The test OpCode (I.E. eq, lt, le, ne, gt and ge) were tricky. Problems with integer overflow.

Here is the C code that I used to model the micro-code:

#include <stdio.h>
#include <stdlib.h>

int main(void)
{
  unsigned char AL=0;
  unsigned char AH=0;
  unsigned char BL=0;
  unsigned char BH=0;
  unsigned char TL=0;
  unsigned char TH=0;
  unsigned int AX;
  unsigned int BX;
  unsigned int T=0;
  unsigned int Test=0;

  for (AX=0;AX<=65535;AX++) {
    for (BX=0;BX<=65535;BX++) {

      AH=(AX>>8)&0xff;
      AL=AX&0xff;
      BH=(BX>>8)&0xff;
      BL=BX&0xff;

      // TX=-BX-1
      TH=~BH;
      TL=~BL;

      // TX=AX+TX
      T=AL+TL;
      TL=T;
      AL=1;
      if (T>255) goto L1;
        AL=0;
      L1:

      T=AH+TH+AL;
      TH=T;
      AL=1;
      if (T>255) goto L2;
        AL=0;
      L2:

      // TX=TX+1
      T=TL+1;
      TL=T;
      AH=1;
      if (T>255) goto L3;
        AH=0;
      L3:
      T=TH+AH;
      TH=T;
      // AH=1;
      // if (T>255) goto L4;
      //  AH=0;
      // L4:

      // Test results!
      Test=0;
      if ((AL==1)&&(AX >BX)) Test=1;          // AX GT BX
      if ((AL==0)&&(AX<=BX)) Test=1;          // AX LE BX
      if ((AH==1)&&(AX==BX)) Test=1;          // AX EQ BX
      if ((AH==0)&&(AX!=BX)) Test=1;          // AX NE BX
      if ((AL==0)&&(AH==0)&&(AX!=BX)) Test=1; // AX LT BX
      if ((AL==1)||(AH==1)&&(AX!=BX)) Test=1; // AX GE BX
      if (Test==0) {
        printf("AX=%d > BX=%d GT=%s\n",AX,BX,AL?"true":"false");
      }

      // printf("%5d %5d: AX-BX-1 = %3d %3d",AX,BX,TH,TL); getchar();
      // printf("AX=%d > BX=%d GT=%s",AX,BX,AL?"true":"false"); getchar();

    }
  }

  return 0;
}

Okay, it looks very weird but it mimics the micro-code. If it works then I have confidence that the micro-code works. Here is the resulting micro-code:

The code return two flags:

• AL==1 if AX > BX
• AH==1 if AX == BX

Depending on the test, using these two codes, AX is set  either to 0 (false) or 1 (true).

Remaining OpCode

The remaining OpCodes are:

• mulAxBx (imul)
• divAxBx (idiv)
• modAxBx (idiv)

• pushAx
• popAx
• popBx
• movAxIndirectAx (i.e. Ax = stack[Ax])
• movIndirectAxBx (i.e. stack[Ax] = Bx)

• write (itoa)
• read (atoi)

• putC
• getC

I have written the C code for imul, idiv, atoi, itoa, so they are ready for conversion to micro-code.

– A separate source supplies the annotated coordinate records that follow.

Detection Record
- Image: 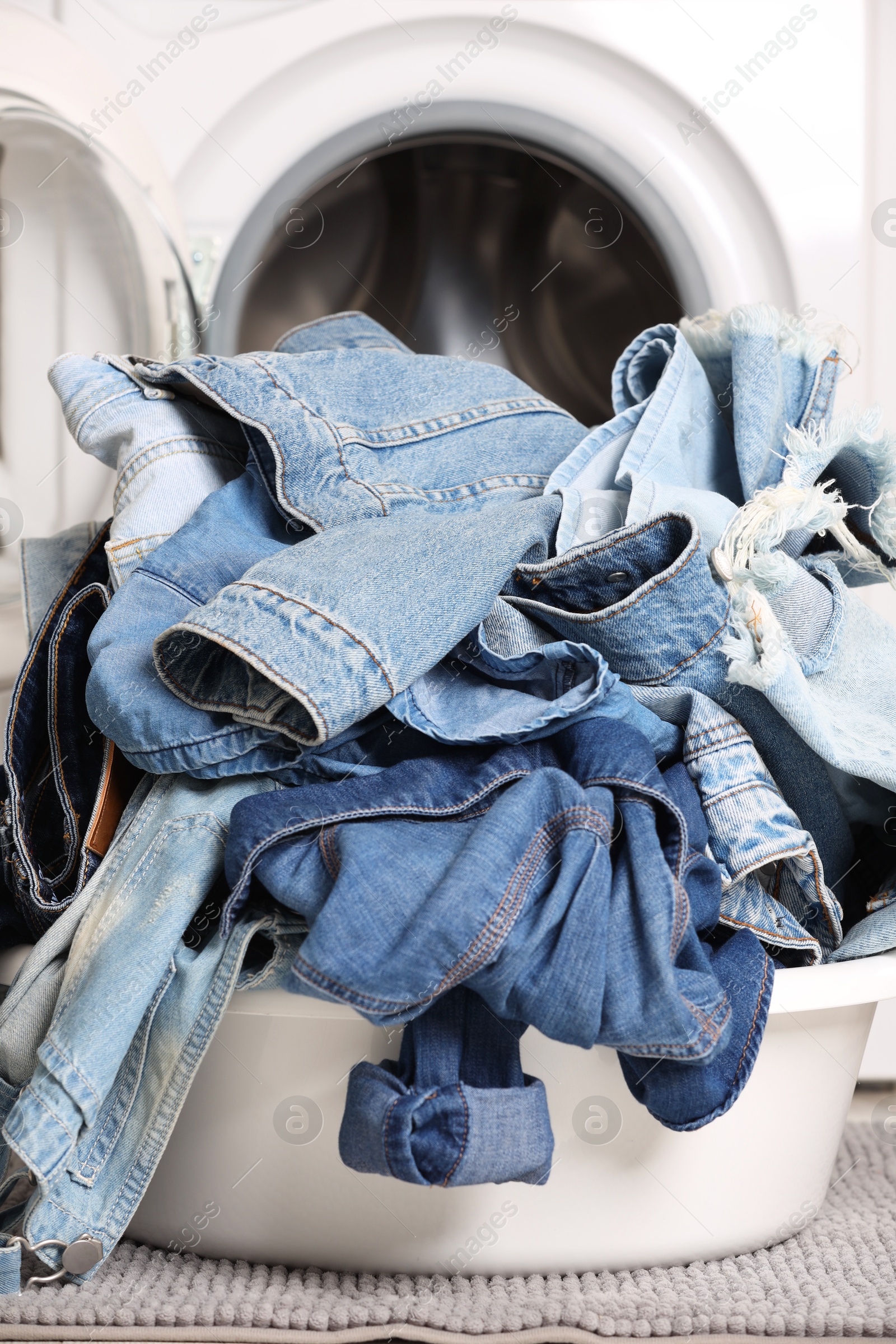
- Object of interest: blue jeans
[0,777,304,1277]
[504,514,860,884]
[547,304,843,552]
[226,719,771,1129]
[48,355,246,590]
[388,598,681,757]
[338,985,553,1186]
[87,313,584,777]
[0,525,138,946]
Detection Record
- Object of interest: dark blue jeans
[0,525,139,948]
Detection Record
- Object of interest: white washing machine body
[0,0,896,1134]
[0,0,896,508]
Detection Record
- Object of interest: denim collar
[504,514,730,693]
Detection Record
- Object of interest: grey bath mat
[0,1123,896,1344]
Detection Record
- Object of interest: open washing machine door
[0,7,195,696]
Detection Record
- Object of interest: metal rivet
[710,545,735,584]
[62,1233,102,1274]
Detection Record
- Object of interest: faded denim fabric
[80,313,584,776]
[547,304,838,552]
[388,598,681,757]
[724,550,896,790]
[155,496,559,747]
[119,313,584,531]
[338,985,553,1187]
[86,463,311,778]
[637,687,842,965]
[47,355,246,589]
[226,719,771,1119]
[3,777,304,1278]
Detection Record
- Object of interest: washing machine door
[0,7,198,685]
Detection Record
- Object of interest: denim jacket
[47,355,246,590]
[78,315,584,774]
[0,777,305,1277]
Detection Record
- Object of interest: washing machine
[0,0,896,1166]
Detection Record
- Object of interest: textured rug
[0,1123,896,1344]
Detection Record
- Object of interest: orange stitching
[157,625,329,745]
[236,579,395,695]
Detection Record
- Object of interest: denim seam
[234,579,396,699]
[47,812,227,1010]
[434,804,609,997]
[250,356,388,517]
[228,770,531,925]
[442,1083,470,1189]
[153,364,324,532]
[376,473,548,504]
[700,780,785,809]
[293,805,607,1012]
[631,615,731,685]
[684,723,752,755]
[100,920,272,1239]
[333,395,572,450]
[153,623,329,746]
[46,584,108,894]
[106,532,171,553]
[517,524,731,669]
[134,568,202,607]
[78,957,176,1184]
[113,434,240,512]
[718,906,818,948]
[582,766,688,879]
[515,514,700,578]
[71,375,142,441]
[775,846,837,938]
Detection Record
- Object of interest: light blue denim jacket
[0,777,305,1290]
[80,313,586,774]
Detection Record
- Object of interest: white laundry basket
[128,953,896,1274]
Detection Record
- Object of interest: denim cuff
[338,1059,553,1186]
[3,1065,83,1180]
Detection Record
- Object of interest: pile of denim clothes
[0,305,896,1277]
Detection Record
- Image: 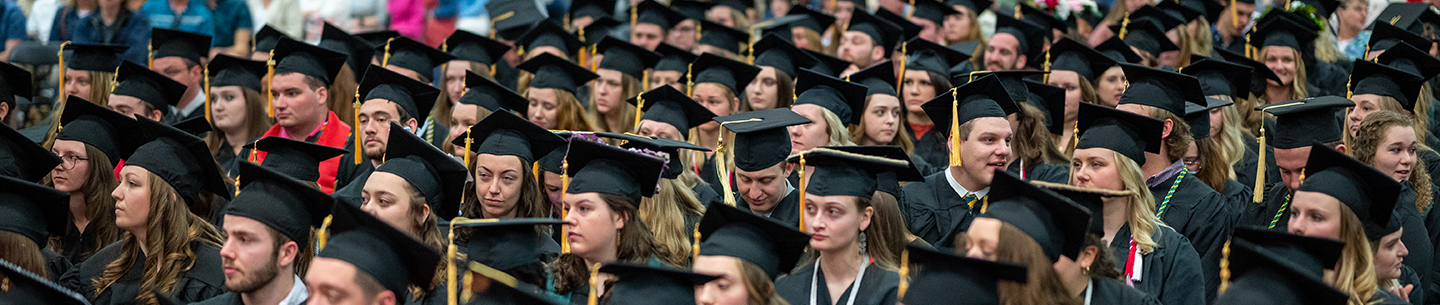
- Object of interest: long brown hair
[94,173,223,304]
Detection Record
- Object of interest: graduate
[59,118,230,304]
[775,148,907,305]
[900,75,1017,246]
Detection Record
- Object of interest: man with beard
[197,163,334,305]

Only putC and getC (serial I/O of characters) which require interrupts need further thought.

So on balance I think I am 50% done.

Update II

A busy few days:

  Coded the virtual machine.

• Coded a ring buffer for serial input.
• Coded a new serial output (that uses the ring buffer).
• Recoded the TTA8 emulator to model serial terminal.
• I want to get the virtual machine and serial working ASAP.
• Coded the IDIV OpCode.

Okay got the "Console/Serial Terminal" emulator working:

• Read and write to the serial terminal (using a 64 byte ring buffer).
• OpCodes are Fetched based on the PC (Program Counter).
• The address space have been linearised.

Next is to link up the OpCode Jump Table and finish off the OpCodes

Update III

I have been working on 16 bit signed multiplication and division. Unfortunately the code spans 3 ROM pages each. That is a bit much for having confidence that the code will work first time. I have elected to used 8 bit multiplication and division (only spans two ROM pages each) for testing purposes.

Another problem is that the timing interrupt (INTR7) is called every 256 micro-instructions (i.e. read/write pairs), and the multiplication/division will take about 7 timing interrupts. So two problems, a serial input character could be missed and timed delays will be "delayed".

I can fix the serial problem by porting the INTR6 signal to CTS to hold the USB-Serial converter. The missed timing interrupts will need the interrupt frequency reduced by a factor of 8 or I don't worry about it.

 AlanX